In my previous post The True Value of a Real, Human Financial Advisor, I wrote about this concept. A good client advisor will help you keep your cool when the next disaster comes. Vanguard says that the biggest “value add” from good advisors is their “behavioral coaching”. A good financial advisor keeps you from making the “Big Mistake” that derails your plans.

But later in the same Allan Roth article, the idea of advisors as disciplinarians is called into question.

But do investors get better returns? I tested Butler’s claim that DFA advisors help keep investors disciplined by asking Morningstar to compare the performance gap between the two fund families.

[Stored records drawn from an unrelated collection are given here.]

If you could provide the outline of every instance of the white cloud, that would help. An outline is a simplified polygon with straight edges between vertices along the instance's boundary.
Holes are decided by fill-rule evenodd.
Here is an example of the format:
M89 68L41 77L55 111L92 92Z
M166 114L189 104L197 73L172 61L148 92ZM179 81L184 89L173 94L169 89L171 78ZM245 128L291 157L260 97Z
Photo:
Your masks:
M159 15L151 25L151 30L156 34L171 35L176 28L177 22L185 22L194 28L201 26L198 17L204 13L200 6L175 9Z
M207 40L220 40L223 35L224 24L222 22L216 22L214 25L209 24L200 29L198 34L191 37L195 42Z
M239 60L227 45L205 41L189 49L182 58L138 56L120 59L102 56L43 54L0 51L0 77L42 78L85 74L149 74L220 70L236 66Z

The performance gap is the difference between investor returns (dollar weighted) and fund returns (geometric).

Over the 10 years ending Dec. 31, 2014, the DFA annualized performance gap stood at 1.28% versus only 0.22% for Vanguard. When I showed these figures to Butler, he responded, “It’s hard to make an argument about the discipline of advisors based on these figures.

Here’s a primer on investor returns vs. fund returns. Investor returns are the actual returns earned by investors, based on the timing of their buying and selling activities.

The next step was to compare the investor returns of DFA’s largest fund, DFA Emerging Markets Value I Fund (DFEVX) with $14B in assets with the closest Vanguard competitor, Vanguard Emerging Markets Index Fund (VEMAX) with $54B in assets. I personally think a better comparison would be with their DFA Emerging Markets Core Equity I Fund (DFCEX), so I’m throwing that in as well.

DFA fund returns are often higher relative to index fund competitors. Here’s a Morningstar chart comparing the growth of $10,000 invested 10 years ago in each of the three funds. You can see the DFA funds do slightly better in terms of fund returns. Click to enlarge.

But what about investor returns? I took some screenshots of their respective Morningstar Investor Return pages.

We see that after accounting for the timing of actual cashflows, the average investor in the DFA fund actually lost money with an annualized return of -1.01% and -2.04%! Meanwhile, the average Vanguard investor earned over 6% annualized.

The three mutual funds don’t have the exact same investment objective, but they do both all pull from the overall Emerging Markets asset class. The DFA funds try to focus ways to earn greater long-term return by holding stocks with a higher “value” factor, but it also has a higher expense ratio. The Vanguard fund just tries to “buy the haystack” and passively track the entire index.

Let’s recap. The stated reason why DFA is only sold through advisors is that they offer more discipline. We are told that such behavioral coaching is where human advisors provide their greatest value. However, the evidence available suggests that DFA advisors are less good at trading discipline than when a similar fund is completely open to retail investors.

I found this rather surprising. I used to think that restricting my potential advisors to those were affiliated with DFA was one way of getting an “above-average” advisor. But after doing my own research, I found that even though DFA investments are generally lower-cost, the additional fees charged by individual advisors ranged widely from reasonable to quite expensive.

I am confident there are financial advisors that can provide the proper behavioral coaching that makes them well worth the cost. At the same time, clearly many are not providing the advertised guidance and discipline. The problem remains – how does Average Joe investor find the good ones? I still know of no clear-cut way.